Oszust: So one thing is to identify the plant and try to remove the plant, but it can't stop there. In order for effective mitigation of an invasive species, it needs to somehow be replaced. One of the things that we like to do if we're doing invasive management, say, in a forested area, we'll clear a section and then we'll fence in native plants to get them established and then move onto another area of the forest.

Waite: So you sort of have to crowd out the invasive species?

Oszust: Exactly. And if you think that you're only going to cut it down, then sometimes a better thing is just to leave it.

Waite: Why’s that?

Oszust: Because it's a placeholder, at least. You’ll know you have that invasive species there, but nothing else is going to take over it right now until you’re committed to replacing it with something native.
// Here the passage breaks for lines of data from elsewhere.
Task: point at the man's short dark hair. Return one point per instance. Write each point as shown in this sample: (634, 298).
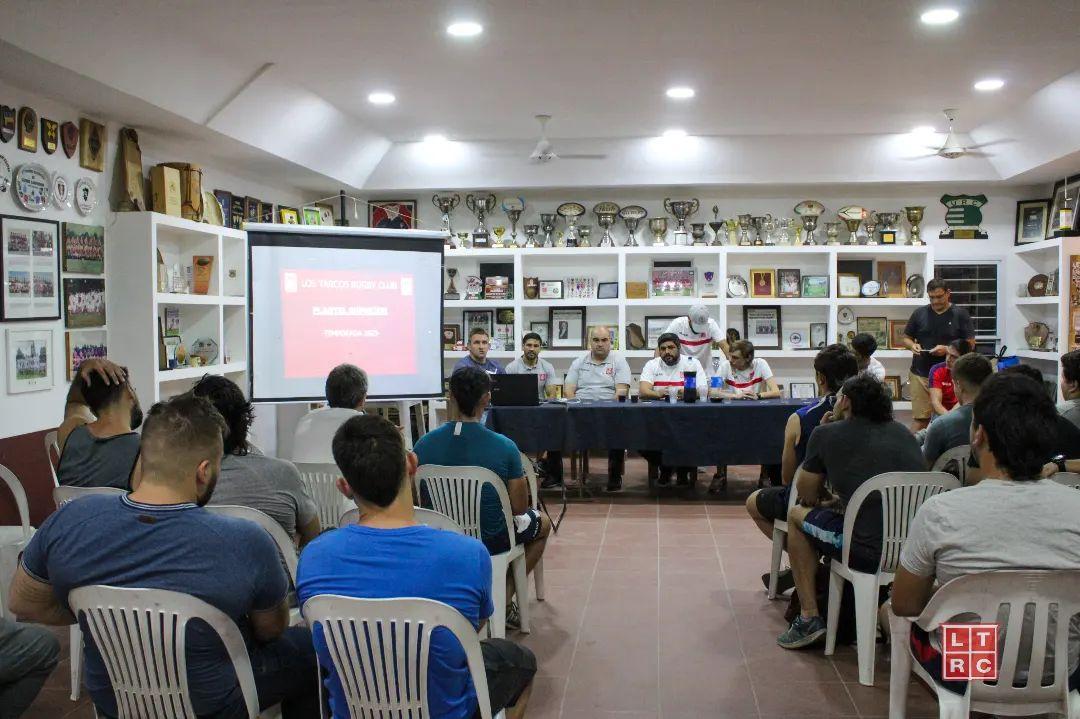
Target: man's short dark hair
(370, 453)
(346, 387)
(229, 401)
(468, 387)
(869, 398)
(836, 364)
(1020, 422)
(864, 343)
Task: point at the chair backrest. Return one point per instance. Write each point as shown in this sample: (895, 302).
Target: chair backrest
(456, 491)
(321, 480)
(140, 635)
(285, 544)
(380, 650)
(16, 489)
(53, 448)
(902, 494)
(1049, 598)
(957, 455)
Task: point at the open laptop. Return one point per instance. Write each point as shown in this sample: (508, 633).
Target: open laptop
(514, 391)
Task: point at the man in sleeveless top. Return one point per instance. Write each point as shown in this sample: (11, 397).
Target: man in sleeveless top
(97, 438)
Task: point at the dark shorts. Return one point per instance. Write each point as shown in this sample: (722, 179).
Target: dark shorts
(772, 502)
(824, 528)
(510, 667)
(500, 543)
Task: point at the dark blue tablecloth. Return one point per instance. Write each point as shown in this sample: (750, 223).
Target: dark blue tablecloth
(731, 432)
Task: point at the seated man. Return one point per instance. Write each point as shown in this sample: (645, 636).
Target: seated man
(954, 430)
(388, 554)
(833, 366)
(599, 375)
(1012, 519)
(468, 443)
(160, 538)
(97, 438)
(859, 442)
(659, 377)
(248, 478)
(346, 394)
(864, 346)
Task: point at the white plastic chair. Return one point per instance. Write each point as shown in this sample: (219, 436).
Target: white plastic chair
(142, 637)
(321, 480)
(993, 595)
(456, 492)
(530, 476)
(902, 494)
(380, 650)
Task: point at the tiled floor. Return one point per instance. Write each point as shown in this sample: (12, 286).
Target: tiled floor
(655, 608)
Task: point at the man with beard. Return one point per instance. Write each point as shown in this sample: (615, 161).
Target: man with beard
(660, 377)
(160, 538)
(97, 439)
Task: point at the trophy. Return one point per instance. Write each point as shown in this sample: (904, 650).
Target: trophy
(632, 215)
(446, 203)
(570, 212)
(682, 209)
(480, 205)
(606, 212)
(513, 207)
(914, 215)
(548, 225)
(659, 228)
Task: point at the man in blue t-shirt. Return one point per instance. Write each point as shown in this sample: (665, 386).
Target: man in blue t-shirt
(160, 538)
(388, 554)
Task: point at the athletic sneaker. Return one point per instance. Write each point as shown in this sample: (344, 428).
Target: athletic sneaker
(802, 633)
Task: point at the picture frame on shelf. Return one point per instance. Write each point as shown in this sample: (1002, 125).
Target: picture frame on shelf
(1033, 221)
(567, 327)
(763, 326)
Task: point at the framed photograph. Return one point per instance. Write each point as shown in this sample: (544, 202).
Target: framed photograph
(655, 327)
(892, 276)
(567, 327)
(81, 346)
(551, 289)
(790, 283)
(29, 360)
(876, 326)
(83, 248)
(392, 214)
(1033, 220)
(474, 319)
(30, 268)
(848, 285)
(761, 326)
(763, 283)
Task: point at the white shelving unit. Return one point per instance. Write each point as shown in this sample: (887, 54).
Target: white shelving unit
(134, 303)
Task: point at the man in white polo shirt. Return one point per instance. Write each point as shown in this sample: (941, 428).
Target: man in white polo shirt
(660, 377)
(601, 375)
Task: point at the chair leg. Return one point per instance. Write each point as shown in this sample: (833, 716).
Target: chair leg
(833, 616)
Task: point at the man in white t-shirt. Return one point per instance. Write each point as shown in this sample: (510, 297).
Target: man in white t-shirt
(660, 377)
(346, 394)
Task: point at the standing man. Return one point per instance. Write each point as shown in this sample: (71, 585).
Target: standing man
(928, 333)
(601, 375)
(480, 342)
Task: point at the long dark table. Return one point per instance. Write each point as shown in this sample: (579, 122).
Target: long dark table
(730, 432)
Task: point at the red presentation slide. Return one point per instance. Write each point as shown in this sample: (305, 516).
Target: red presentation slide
(329, 316)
Waite: What can you tell me about invasive pests?

Oszust: These are insects that are usually introduced from a different region or different country. We're dealing a lot right now with the emerald ash borer, which is an insect that has really devastated the ash population in New York.

Waite: What are you on the lookout for?

Oszust: With the emerald ash borer, we don't usually see the insects so much. We usually see the damage that's caused by woodpeckers that are going after the insect. It causes a symptom called blonding, which is where the woodpeckers are pulling the bark off, and it creates a blond color.

Waite: Is there an example of a native species that has been hit particularly hard by an invasive species?

Oszust: In recent years, New York elms were devastated by Dutch elm disease spread by an invasive insect, the European elm bark beetle. The disease kills the tree, right out. Elms lost to Dutch elm disease are being replaced with disease-resistant elms. But we're talking about native plants and we’re talking about huge numbers of plants.

Waite: In which case, you're really talking about a changed landscape?

Oszust: Totally. And they really fuel each other. Another good example with ash trees going away is that leaves a hole in the forest, and there's another invasive species called Japanese stiltgrass, which does not come up in the forest if there's a canopy. But once there's sunlight introduced, that stuff comes up right away, and it's super invasive.